Registration Checks¶

When you register a dataset with dsgrid registry datasets register, dsgrid runs a series of validation checks on your configuration and data. This page describes each check, the order in which they run, and what to do when one fails.

Check Sequence¶

Registration proceeds in this order:

Configuration validation — Pydantic model validators fire when your configuration file is loaded.
Duplicate registration — dsgrid verifies the dataset is not already in the registry.
Time consistency — timestamps in the data are checked against the time dimension definition.
Write to registry — the dataset is written (in unpivoted format) to the registry store. This happens before the remaining checks so that they can operate on the canonical unpivoted form. If a later check fails, the written data is removed.
Required dimensions — dsgrid confirms every required dimension type is present (unless the project’s DatasetDimensionRequirements opts out via require_all_dimension_types).
Schema checks — column-level validation of the data tables (value columns, data types, NULLs, and table-format-specific consistency).
Dimension association completeness — the cross-join of all non-time dimension records must be present in the data (minus any explicitly declared missing associations).

Configuration Validation¶

These checks run automatically when your JSON/JSON5 configuration file is parsed.

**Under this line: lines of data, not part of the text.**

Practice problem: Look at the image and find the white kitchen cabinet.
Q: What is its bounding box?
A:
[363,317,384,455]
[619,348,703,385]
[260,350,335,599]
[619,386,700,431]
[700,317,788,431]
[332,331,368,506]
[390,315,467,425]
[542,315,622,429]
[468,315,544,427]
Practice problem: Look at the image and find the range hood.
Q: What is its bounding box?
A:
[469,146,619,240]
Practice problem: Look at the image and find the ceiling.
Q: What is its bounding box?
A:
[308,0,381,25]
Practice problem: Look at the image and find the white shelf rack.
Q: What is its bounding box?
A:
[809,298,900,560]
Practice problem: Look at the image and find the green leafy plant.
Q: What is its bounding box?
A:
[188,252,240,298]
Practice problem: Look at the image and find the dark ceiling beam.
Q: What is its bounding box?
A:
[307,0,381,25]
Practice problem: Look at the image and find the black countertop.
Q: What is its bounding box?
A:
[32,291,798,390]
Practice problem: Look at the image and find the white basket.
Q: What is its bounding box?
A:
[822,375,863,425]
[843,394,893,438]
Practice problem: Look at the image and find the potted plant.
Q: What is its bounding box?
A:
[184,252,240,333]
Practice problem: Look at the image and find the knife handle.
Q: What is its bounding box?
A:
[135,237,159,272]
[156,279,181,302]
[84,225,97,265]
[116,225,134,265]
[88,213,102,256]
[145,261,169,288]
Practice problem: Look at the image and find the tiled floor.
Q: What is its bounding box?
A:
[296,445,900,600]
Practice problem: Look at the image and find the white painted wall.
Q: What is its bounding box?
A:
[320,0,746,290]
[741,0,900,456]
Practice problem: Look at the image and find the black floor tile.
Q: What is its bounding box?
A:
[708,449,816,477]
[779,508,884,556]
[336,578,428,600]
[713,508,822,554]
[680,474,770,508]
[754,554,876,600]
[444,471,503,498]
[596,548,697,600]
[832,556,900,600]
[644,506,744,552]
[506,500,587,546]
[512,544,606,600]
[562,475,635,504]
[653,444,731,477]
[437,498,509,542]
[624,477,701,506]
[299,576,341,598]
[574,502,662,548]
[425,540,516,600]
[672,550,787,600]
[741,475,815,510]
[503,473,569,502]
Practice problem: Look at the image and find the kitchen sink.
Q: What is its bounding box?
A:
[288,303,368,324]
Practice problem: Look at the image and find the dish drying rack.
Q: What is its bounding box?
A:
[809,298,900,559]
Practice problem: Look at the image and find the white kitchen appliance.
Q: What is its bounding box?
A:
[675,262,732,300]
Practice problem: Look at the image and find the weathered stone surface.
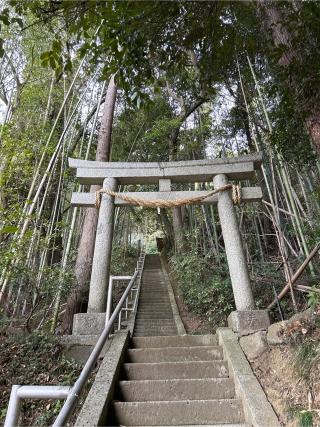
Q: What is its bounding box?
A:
[71,187,262,208]
[114,399,244,426]
[228,310,270,336]
[72,313,106,335]
[213,174,255,310]
[88,178,117,313]
[267,320,288,345]
[74,332,129,427]
[239,331,269,360]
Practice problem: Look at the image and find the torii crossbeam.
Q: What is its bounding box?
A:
[69,153,268,334]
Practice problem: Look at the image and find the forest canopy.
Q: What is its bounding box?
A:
[0,0,320,424]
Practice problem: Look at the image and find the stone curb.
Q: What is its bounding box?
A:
[217,328,280,427]
[74,331,129,427]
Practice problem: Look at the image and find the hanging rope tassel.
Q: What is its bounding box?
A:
[95,184,242,209]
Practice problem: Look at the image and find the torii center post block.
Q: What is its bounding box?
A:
[69,153,262,334]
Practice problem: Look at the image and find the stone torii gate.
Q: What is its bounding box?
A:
[69,154,269,335]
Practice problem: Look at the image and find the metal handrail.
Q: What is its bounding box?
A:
[4,249,145,427]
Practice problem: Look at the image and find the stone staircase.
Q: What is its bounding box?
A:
[134,255,177,337]
[108,255,247,427]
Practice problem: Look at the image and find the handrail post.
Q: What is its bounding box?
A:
[106,276,113,323]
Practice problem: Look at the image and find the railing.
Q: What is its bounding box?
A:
[4,249,145,427]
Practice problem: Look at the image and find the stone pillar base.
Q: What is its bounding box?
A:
[228,310,270,336]
[72,313,106,335]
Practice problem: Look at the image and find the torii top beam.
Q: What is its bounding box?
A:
[69,153,262,185]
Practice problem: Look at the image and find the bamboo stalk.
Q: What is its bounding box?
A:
[267,242,320,310]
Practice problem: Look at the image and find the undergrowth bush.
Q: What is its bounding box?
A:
[170,250,234,326]
[0,330,81,426]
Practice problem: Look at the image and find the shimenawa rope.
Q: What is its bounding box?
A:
[95,184,241,209]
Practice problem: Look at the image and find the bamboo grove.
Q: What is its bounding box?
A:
[0,0,320,333]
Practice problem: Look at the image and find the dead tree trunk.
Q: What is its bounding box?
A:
[62,76,117,333]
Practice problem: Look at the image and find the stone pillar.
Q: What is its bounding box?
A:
[213,174,255,311]
[88,178,117,313]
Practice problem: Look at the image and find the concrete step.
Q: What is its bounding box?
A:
[136,318,174,326]
[119,378,235,402]
[113,399,244,426]
[132,335,217,348]
[126,424,252,427]
[136,313,173,321]
[134,331,178,338]
[135,319,176,329]
[134,325,177,334]
[134,326,177,336]
[123,360,228,380]
[127,346,223,363]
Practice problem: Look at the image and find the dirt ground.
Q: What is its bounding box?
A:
[251,344,320,427]
[170,258,320,427]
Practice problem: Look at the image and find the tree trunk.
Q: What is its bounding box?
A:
[257,0,320,154]
[62,76,117,333]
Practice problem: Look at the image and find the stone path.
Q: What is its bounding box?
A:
[134,255,177,337]
[108,255,247,427]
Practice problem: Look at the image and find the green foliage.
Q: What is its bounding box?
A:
[111,244,139,276]
[0,332,81,425]
[294,339,320,384]
[170,250,234,326]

dataset_id format: Must be a lowercase identifier containing only letters, digits, hyphens, and underscores. Leading digits and leading hyphens are not allowed.
Unique dimension filenames: Every dimension file listed in the configuration must have a unique filename.
Unique dimension names: Every dimension’s name field must be unique within the dataset.
Time dimension is not trivial: The time dimension type may not be “trivial” (the NoOp time type).
Layout field mutual exclusivity: You may set data_layout (for initial registration) or registry_data_layout (internal), but not both.
Pivoted-format fields: If data_layout is set to a pivoted format, pivoted_dimension_type must also be set.
Two Table format fields: If you are using the Two Table format, the load_data_lookup field must point to the lookup file.

Time Consistency¶

These checks run on the data in its original format (before unpivoting), because checking timestamps on an unpivoted table with many value columns would multiply the work.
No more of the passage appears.